In the overall study, a sobering detail is that even when no lapses in technique were observed, contamination occurred in approximately one-third of the simulations. Even the highly successful intervention could get no lower than a 12% contamination rate. Additional measures used for Ebola — disinfecting gloves during the removal process or having a partner observe doffing technique — would be difficult to implement in day-to-day patient care. A study in press by the same group of researchers found that glove disinfection with bleach wipes after care of C. difficile patients reduced the spore levels on worker hands, but gowns were still frequently a source of contamination.3
There may be a need for a PPE redesign to create products that are easy to remove while minimizing the risk for self-contamination. For example, Donskey and colleagues found that only one size of cover gown was available at each hospital in the contamination study, leaving small, large, and tall personnel in ill-fitting gowns.
Editor’s note: The CDC last updated its guidelines for PPE use for Ebola on August 27, 2015. The updated guidance is for both confirmed Ebola patients and clinically stable persons under investigation. It includes a frequently asked questions section and is available at http://www.cdc.gov/vhf/ebola/healthcare-us/ppe/index.html.
REFERENCES
- John A, Tomas M, Cadum J, et al. Are Healthcare Personnel Trained in correct Use of Personal Protective Equipment? IDWeek. San Diego, CA. Oct. 7-11 2015.

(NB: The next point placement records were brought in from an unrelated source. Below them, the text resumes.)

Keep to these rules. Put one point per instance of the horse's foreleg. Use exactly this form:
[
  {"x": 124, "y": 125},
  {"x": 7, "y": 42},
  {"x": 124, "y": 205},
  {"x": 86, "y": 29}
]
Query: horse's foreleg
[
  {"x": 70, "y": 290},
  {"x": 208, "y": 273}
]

- Tomas ME, Kundrapu S, Thota P, et al. Contamination of Health Care Personnel During Removal of Personal Protective Equipment. JAMA Intern Med. Published online Oct.12, 2015.doi:10.1001/jamainternmed.2015.4535.
- Tomas ME, Sunkesula VCK, Kundrapu S, et al. An intervention to reduce healthcare personnel hand contamination during care of patients with Clostridium difficile infection. Am J Infect Control 2015; in press.